In his new book, economist and Nobel laureate Robert Shiller argues that he and his fellow dismal scientists need to look beyond the usual data point: Stories are what really drive decisions to spend, save or speculate.

“Public Attention Is Not Awarded Rationally. It Has To Be Carried by a Story”
Robert J. Shiller, Kai Nedden/laif

getAbstract: Robert, a theme in your recent books is that humans aren’t rational actors and that theories like efficient-market hypothesis don’t capture reality. How does that theme fit into Narrative Economics?

Robert Shiller: It’s not just about financial markets. It’s broader. I’m trying to argue that to understand the future, we have to think about how thinking changes. It’s a little different from behavioral economics because I’m interested in how people think. People tell each other stories, and it changes their thinking. Economists want to be scientific, but they tend to miss evidence on how thinking is changing.

Economic history is a succession of stories.

We have to be like literary scholars and understand what makes for a good story. People like fantastic stories – strong, fantastic stories. In the media, there’s a predilection for asking economists, “Will there be a recession in 2020?” They don’t ask the other question: “There will be a recession sometime, but will there be a bad one?” I’m worried the next recession will be worse than average because of the narratives. The narrative around the trade war is causing fear.

In Narrative Economics, you cite Bitcoin as an example of a narrative.

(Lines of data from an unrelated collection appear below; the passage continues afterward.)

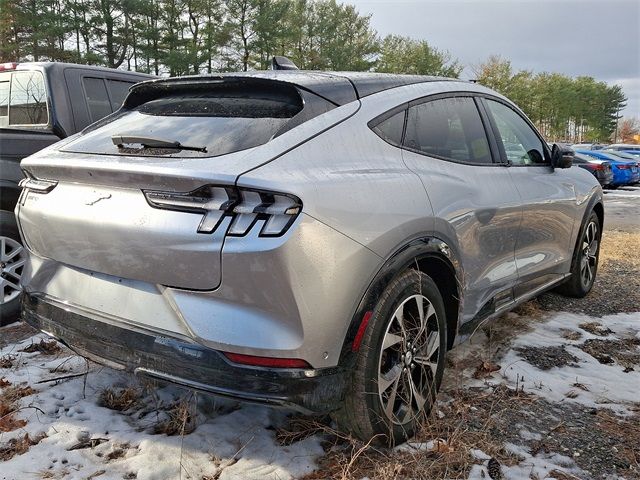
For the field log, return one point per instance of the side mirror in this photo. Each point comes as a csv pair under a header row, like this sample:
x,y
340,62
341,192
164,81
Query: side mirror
x,y
561,156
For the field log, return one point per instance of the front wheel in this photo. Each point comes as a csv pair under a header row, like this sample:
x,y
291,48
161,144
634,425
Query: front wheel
x,y
12,260
584,265
399,364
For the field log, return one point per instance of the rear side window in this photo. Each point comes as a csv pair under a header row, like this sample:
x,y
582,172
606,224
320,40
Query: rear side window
x,y
450,128
118,90
23,99
97,98
390,130
521,143
207,122
5,84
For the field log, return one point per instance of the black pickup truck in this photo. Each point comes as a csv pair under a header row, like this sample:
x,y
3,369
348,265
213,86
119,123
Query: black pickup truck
x,y
41,103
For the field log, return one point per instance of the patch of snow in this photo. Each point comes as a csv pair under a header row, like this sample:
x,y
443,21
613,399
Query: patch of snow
x,y
236,444
608,385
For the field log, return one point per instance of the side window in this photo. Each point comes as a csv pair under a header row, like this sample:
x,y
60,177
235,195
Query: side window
x,y
97,98
521,144
5,82
118,90
450,128
28,99
390,129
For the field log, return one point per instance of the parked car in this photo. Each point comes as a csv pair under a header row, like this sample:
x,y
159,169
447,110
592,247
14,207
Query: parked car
x,y
624,172
588,146
601,169
312,240
624,147
41,103
624,156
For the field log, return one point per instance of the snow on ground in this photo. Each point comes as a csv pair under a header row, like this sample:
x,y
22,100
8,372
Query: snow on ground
x,y
233,442
239,442
607,384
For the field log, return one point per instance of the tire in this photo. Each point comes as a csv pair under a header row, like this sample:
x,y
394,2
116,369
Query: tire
x,y
584,264
12,259
409,373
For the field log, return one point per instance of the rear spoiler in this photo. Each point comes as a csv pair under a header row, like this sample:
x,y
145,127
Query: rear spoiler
x,y
334,89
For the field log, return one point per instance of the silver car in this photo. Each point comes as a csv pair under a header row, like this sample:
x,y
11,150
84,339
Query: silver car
x,y
308,240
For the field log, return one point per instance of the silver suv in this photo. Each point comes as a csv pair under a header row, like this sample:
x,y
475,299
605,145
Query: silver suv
x,y
310,240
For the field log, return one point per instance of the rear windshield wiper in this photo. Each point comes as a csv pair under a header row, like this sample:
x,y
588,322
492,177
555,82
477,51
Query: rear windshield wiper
x,y
149,142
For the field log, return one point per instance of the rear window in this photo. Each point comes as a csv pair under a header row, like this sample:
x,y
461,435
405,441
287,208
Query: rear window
x,y
206,123
23,99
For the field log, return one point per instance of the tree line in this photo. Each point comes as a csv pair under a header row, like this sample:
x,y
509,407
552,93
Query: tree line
x,y
182,37
577,109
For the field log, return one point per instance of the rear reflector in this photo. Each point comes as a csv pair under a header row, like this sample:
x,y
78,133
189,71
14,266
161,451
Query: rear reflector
x,y
266,361
355,346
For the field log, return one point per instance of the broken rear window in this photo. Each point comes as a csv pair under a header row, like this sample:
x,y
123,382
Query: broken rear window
x,y
219,121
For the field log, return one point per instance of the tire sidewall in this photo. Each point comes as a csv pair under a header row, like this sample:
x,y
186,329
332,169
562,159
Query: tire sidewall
x,y
592,218
409,283
9,312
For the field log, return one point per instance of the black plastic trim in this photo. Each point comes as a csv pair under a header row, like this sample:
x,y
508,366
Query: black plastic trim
x,y
404,257
185,363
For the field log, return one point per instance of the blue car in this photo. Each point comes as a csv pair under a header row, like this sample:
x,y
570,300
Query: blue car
x,y
624,172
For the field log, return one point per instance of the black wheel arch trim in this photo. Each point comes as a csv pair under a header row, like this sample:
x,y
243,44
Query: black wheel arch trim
x,y
403,258
591,207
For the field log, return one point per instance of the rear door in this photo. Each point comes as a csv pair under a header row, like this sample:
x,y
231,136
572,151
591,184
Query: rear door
x,y
543,248
473,197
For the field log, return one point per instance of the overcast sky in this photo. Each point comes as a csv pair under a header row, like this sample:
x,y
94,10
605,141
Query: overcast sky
x,y
574,37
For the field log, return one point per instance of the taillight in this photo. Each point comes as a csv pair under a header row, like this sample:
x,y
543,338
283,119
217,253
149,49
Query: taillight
x,y
246,206
273,362
36,185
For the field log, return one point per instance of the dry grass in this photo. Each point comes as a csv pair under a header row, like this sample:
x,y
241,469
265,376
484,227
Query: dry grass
x,y
466,423
620,247
45,347
119,399
6,361
18,446
9,406
180,420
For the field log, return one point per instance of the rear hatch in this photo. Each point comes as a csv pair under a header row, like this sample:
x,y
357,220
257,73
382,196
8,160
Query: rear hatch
x,y
148,193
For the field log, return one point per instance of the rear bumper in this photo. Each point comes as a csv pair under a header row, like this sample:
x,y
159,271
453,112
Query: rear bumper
x,y
184,363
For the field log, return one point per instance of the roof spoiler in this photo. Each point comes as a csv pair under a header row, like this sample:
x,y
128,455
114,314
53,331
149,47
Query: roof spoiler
x,y
282,63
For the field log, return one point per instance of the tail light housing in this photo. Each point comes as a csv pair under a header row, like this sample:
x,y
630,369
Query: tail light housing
x,y
246,207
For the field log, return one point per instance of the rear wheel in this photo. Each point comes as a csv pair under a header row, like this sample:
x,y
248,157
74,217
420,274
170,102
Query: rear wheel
x,y
585,260
400,362
12,260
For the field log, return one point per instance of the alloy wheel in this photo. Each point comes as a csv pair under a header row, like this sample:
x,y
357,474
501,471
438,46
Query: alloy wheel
x,y
12,260
408,360
589,258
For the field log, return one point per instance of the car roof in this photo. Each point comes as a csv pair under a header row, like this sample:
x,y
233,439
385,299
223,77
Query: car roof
x,y
337,87
59,66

I like that example because it’s current. People know about it. The interest in bitcoin is very strong. These coins have developed a value in the market of over $300 billion. There’s no reason it should succeed, other than people believe in it. There was recently the news that the creators of the lithium-ion battery won the Nobel Prize in chemistry. That’s a much more significant advance than Bitcoin – 10 times more significant. But nobody knows who they are – well, they do now that they’ve won the Nobel Prize. But I don’t think public attention is awarded rationally. It has to be carried by a story.

Image of: Narrative Economics
Book Summary

Narrative Economics

Want to understand the economy? Forget the numbers; listen to the stories instead.

Robert J. Shiller Princeton UP
Read Summary

In the book, you describe asking Bitcoin enthusiasts to explain the technology behind the cryptocurrency, and they can’t.

We can’t explain lithium-ion batteries either, but we have a sense that it’s impressive.

I don’t think even the framers of Bitcoin fully understand it.

You need to study game theory, mathematical economics, to even think about it. The underlying algorithm dates back to the 1970s. It involves a public key and a private key. It’s kind of interesting. There were three creators, but nobody remembers them.

You closely follow the housing market, and that bubble and crash was far more important than Bitcoin. What narratives surrounded the real estate bubble?

That’s a complicated story. There was a constellation of narratives. Somehow it became attached to the American dream; that was one narrative. In the short term, there were a lot of stories about house flippers. That was another story. It appealed to a lot of people because anyone was allowed to do it. A lot of us think about interior decoration – we think about redecorating our houses. Then there’s the narrative of government support. We have Fannie and Freddie. We have VA and FHA. These are all parts of the narrative.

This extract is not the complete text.